第28話 揺蕩う世界の中で

 部活対抗リレーが終わると、出場者の着替え等の準備時間を挟んで、男子の騎馬戦が始まった。


 小川さんは、砂煙を巻き上げながら衝突する男子たちの迫力に若干怯え気味だ。私と大野さんは彼女の壁になりながら、出場者用の待機スペースから観戦している。男子が終わったら女子の番だ。


 騎馬戦は全員で衝突する総当たり戦と、先鋒、中堅、大将の三騎を選出し、一対一を三回行う一騎打ちの二つを行う。最後にそれぞれの得点を合わせて競うのだ。


 総当たり戦では、進藤くんが騎手となって三人も倒していた。機動力を捨て陣形と競技エリアの端で死角をなくし、大型の騎馬でリーチを取る作戦らしく、それが上手くはまったようだ。


 最後は複数騎からの力押しを受け落馬してしまったけど、その後の一騎討ちでも先鋒として活躍し、戦果を上げる進藤くん。


 一人だけ結果が出せていないのを気にしていたので、活躍出来て良かったなと思う。脳内の進藤くんが、名誉挽回だね、と親指を立てる。


「大丈夫……?」


 男子の激しいぶつかり合いを見たからだろうか。

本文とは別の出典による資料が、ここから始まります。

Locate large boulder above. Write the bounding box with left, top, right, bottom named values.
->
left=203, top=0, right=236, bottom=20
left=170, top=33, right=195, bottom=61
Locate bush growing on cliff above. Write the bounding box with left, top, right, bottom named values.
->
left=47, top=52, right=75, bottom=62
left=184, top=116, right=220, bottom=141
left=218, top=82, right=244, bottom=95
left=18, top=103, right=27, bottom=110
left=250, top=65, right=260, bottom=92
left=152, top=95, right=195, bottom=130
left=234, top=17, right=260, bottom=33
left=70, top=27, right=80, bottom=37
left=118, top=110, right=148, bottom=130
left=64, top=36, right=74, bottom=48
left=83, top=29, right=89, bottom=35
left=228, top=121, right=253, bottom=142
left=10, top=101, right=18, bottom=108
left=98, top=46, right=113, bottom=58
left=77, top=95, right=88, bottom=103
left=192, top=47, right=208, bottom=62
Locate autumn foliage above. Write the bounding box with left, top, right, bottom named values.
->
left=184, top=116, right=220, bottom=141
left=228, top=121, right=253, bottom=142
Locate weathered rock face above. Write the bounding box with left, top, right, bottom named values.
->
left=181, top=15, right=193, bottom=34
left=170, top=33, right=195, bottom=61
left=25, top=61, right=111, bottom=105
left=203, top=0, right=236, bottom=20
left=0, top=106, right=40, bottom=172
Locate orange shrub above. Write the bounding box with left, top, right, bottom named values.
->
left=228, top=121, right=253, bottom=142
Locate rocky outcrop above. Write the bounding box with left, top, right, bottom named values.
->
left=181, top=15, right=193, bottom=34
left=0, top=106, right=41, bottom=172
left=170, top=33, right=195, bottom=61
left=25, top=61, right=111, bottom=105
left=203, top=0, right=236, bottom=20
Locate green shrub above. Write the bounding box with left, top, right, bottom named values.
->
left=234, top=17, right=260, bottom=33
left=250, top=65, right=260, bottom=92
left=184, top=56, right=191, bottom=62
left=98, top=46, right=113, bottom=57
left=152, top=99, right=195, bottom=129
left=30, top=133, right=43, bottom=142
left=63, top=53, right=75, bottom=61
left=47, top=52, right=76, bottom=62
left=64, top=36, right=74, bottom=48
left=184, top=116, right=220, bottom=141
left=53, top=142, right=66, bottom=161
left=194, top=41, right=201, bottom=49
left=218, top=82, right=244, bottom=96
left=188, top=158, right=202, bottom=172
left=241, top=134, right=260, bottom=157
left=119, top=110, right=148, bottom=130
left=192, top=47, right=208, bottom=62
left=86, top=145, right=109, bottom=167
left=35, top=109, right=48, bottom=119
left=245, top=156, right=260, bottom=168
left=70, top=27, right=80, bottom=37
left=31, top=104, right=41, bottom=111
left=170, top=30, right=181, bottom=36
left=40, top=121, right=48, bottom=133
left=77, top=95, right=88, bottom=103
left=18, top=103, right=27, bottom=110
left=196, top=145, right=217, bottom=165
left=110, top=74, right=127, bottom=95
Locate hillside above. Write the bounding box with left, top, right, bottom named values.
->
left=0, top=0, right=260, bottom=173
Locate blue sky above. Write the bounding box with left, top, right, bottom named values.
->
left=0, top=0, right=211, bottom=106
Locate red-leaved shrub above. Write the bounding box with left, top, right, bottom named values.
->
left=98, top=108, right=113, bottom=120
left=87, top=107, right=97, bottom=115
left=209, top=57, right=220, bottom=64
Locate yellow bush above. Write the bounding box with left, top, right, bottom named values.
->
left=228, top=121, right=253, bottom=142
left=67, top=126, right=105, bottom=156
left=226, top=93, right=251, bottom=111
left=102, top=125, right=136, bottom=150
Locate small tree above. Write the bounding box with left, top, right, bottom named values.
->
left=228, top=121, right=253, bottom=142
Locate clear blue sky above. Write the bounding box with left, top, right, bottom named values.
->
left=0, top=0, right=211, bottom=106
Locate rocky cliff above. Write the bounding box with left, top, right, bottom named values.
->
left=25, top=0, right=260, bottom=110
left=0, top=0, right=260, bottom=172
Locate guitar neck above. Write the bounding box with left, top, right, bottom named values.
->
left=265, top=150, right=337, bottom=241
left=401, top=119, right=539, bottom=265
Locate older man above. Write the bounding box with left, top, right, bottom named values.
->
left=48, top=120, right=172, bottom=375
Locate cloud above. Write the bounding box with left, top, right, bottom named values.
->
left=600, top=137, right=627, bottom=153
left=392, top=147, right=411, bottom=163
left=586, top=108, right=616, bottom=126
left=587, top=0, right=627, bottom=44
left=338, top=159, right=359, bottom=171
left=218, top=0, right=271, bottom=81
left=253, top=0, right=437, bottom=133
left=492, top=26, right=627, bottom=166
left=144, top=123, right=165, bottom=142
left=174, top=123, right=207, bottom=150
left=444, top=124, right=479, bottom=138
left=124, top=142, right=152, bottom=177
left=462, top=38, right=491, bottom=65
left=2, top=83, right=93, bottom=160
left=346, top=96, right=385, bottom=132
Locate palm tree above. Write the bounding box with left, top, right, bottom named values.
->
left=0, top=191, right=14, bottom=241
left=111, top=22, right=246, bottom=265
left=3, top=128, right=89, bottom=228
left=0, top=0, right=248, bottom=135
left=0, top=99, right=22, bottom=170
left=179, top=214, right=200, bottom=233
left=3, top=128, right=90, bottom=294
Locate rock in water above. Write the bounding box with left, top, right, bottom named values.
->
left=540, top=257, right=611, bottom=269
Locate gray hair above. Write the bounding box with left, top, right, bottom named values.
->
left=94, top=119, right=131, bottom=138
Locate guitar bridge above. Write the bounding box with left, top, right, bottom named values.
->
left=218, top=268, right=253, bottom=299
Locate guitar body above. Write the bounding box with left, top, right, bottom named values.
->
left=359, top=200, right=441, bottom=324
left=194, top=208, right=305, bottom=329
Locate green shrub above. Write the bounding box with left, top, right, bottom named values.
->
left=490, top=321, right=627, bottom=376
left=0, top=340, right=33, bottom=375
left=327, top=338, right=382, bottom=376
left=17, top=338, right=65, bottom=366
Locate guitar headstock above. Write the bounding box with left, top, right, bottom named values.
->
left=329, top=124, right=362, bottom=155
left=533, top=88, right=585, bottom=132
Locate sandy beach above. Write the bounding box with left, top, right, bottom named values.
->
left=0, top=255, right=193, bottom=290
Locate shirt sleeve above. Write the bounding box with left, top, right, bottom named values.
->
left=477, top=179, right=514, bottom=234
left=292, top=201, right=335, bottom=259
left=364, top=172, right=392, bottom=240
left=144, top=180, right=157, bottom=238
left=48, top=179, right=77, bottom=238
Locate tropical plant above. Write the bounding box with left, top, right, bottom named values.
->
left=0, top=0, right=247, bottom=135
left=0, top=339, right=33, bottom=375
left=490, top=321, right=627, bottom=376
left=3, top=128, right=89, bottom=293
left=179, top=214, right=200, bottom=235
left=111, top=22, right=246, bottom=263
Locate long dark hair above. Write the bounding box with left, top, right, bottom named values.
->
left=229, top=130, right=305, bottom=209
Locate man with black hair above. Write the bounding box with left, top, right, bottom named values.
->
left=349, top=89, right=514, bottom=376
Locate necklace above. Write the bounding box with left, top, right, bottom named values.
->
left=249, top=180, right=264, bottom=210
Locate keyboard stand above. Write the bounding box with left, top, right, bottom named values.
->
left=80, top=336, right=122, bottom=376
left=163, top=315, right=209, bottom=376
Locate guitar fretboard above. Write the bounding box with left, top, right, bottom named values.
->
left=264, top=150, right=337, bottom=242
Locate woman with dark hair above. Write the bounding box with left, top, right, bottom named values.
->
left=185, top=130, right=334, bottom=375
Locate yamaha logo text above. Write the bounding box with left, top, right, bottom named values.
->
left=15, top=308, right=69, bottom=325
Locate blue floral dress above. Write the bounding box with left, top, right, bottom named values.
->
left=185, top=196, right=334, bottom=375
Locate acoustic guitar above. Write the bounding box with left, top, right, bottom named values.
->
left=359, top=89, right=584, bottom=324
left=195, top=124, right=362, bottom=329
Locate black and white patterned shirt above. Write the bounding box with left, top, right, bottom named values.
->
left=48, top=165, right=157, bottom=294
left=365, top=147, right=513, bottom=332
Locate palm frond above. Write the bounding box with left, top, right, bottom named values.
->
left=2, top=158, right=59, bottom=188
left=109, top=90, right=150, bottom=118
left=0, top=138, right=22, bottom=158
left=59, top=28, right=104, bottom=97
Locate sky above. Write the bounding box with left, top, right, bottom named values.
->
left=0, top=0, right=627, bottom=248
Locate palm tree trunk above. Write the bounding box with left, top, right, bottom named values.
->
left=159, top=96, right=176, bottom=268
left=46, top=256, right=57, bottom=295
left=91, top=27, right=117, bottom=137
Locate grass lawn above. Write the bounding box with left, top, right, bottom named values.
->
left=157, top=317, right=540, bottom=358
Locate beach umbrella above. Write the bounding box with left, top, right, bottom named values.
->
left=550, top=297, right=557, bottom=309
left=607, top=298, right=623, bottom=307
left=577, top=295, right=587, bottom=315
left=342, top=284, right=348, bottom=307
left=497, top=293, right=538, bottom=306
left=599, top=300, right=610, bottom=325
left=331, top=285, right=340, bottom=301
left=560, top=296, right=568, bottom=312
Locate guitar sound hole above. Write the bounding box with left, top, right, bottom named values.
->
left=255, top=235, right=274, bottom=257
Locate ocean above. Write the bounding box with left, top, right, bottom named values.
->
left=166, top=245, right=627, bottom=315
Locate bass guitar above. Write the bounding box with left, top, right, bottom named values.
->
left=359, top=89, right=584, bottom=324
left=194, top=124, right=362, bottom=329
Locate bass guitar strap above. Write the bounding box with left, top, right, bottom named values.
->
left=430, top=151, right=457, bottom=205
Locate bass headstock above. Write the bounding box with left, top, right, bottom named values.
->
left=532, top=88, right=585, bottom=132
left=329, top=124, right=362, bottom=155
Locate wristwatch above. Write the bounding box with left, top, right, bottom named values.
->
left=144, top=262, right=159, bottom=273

小川さんが不安そうに言う。


「女子はあそこまで激しくならないと思うし、大丈夫だよ」


 騎手の私を心配してくれているのだろうと思ったのだけど、彼女はそうじゃなくて、と続けた。


「顔色悪いよ。お昼も残してたし……」


 そうだろうか。自分の顔色は自分では見えない。でも確かに、私は初めて母が作ってくれたお弁当を残してしまった。あれ以上、口に運べなかった。


「ずっとあいつと日向にいるからだろ。今からでも誰かと代わるか?」


 大野さんは私を心配してくれているだけだとわかってはいるが、彼のせいみたいに言われるのは心外だ。私が自分であそこにいることを選んだのに。


 それに、口には出せないが、テントにいても同じことなのだ。人が多いところにいると、いろんな熱気に当てられる。


 競争心、応援、恋バナ。


 そうだ。今日は考えることも多かった。それで疲れて、ぼーっとするのかもしれない。


 もう私には、物理的に感じた熱気か、そうでないかもよくわからない。


 ああ、それがまずいのか。でも代わってもらっても仕方がない。どこにいても同じだし、まだリレーも控えている。


「大丈夫」


 それだけ答えて、私は動き出した。時間だ。


 最後まで、体育祭をやりきるつもりだった。騎馬戦でも勝って、リレーでも勝って。最後に皆で、やったねって、笑いあいたかった。


 だから、皆の心配を袖にして、大丈夫、いっぱいハチマキ取るから任せて、なんて強がって見せて。




 私は倒れた。



−−−



「つくもくん」


 気づくと横になっていて、彼が側に居た。


 ここはどこだろうか。分からない。他にも人がいるようで、何か話しかけられた。何を言っているのかは、分からない。


 ぼーっとする。


 何があったかも、現状も、何も分からないのに。あぁ、私は失敗したのだと、それだけは強く実感していた。


「ごめんね」


 玉入れの時、私のしたことの結果だって、言ってもらった。なら、これも同じだ。


 いいことは自分の成果で、悪いことは何かのせいだなんて、そんなに虫のいい話はない。


 これも、私のしたことの結果だ。


「うまくできなかった」


 テントから出ず、人の感情にだけ防御していれば、こうはならなかっただろうか。


 彼に甘えて、日傘に入れてもらっていれば、こうはならなかっただろうか。


 彼を放っておくことが出来なくて。なのに優しさを受け止めることも出来なくて。自己管理にすら失敗して、心配をかけてしまった。


「また、まちがえちゃった」


「勝とうって、言っただろ」


 不意に、彼の声が聞こえた。何故か彼の声だけが鮮明に聞き取れた。これは、私への罰だろうか。


 そうだ、それも、私のせいで。


 ああ、胸が痛い。


「ごめんね」


「違う」


 視界がぼやけて、顔が見えない。ただでさえ心が見えないのに、顔も見えないのでは、何も分からない。


「まだ、結果は出ていない」


 けれど彼の声は、そんなことは関係ないみたいに。今までのどんな時より、力強かった。